Objectives Reports that distorts the interpretation of results is referred as spin and it has been shown to be common in randomized controlled trials. Spin can be intentional and unintentional, and studies reported its presence in several specialties. It can mislead the health care practitioner in decision making and can affect wellbeing of patient. The objectives of this study were to estimate the frequency of spin in both abstract and main text in physiotherapy clinical trials published from India.

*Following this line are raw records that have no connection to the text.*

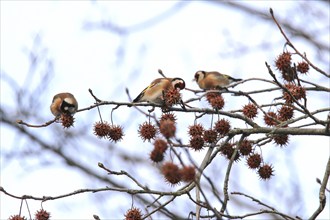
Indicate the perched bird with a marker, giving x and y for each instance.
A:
(154, 92)
(64, 103)
(213, 80)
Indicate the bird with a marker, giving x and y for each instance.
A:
(213, 79)
(64, 103)
(155, 91)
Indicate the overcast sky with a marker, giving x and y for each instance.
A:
(197, 36)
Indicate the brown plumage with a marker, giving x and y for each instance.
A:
(64, 103)
(154, 92)
(213, 79)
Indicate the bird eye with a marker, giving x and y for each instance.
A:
(196, 76)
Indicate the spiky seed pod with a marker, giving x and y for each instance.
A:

Method Pubmed was searched for randomized controlled trial published by Indian physiotherapists between January and November 2018. Articles included were parallel group randomized controlled trial with identified primary outcome as non-significant and published by Indian authors. Abstracts and full text were retrieved. Two authors independently scored each article for presence of spin in abstract and main text result, discussion and conclusion by using pre-tested strategies defined by Boutron and colleagues. Third author was contacted in case of conflicts. The frequency of spin was estimated in all studies

Results 129 relevant articles were identified in Pubmed search. In which 32 articles met the inclusion criteria. Spin was identified in results and conclusion section of the abstract of 27(84%) and 30(93.8%) studies, respectively. In main text results, discussion and conclusion section spin was identied in 22(68%), 26(81.3%) and 29(90.6%) studies, respectively. Spin in title was present in one study.

Conclusions Strategies of spin is frequently included in reporting results in physiotherapy related trials published from India. Readers should be aware of possibilities of reporting bias and should avoid relying on abstract as a reliable report. Peer reviewers and editors need awareness of this issue to avoid the treatment recommendation that are not supported by data.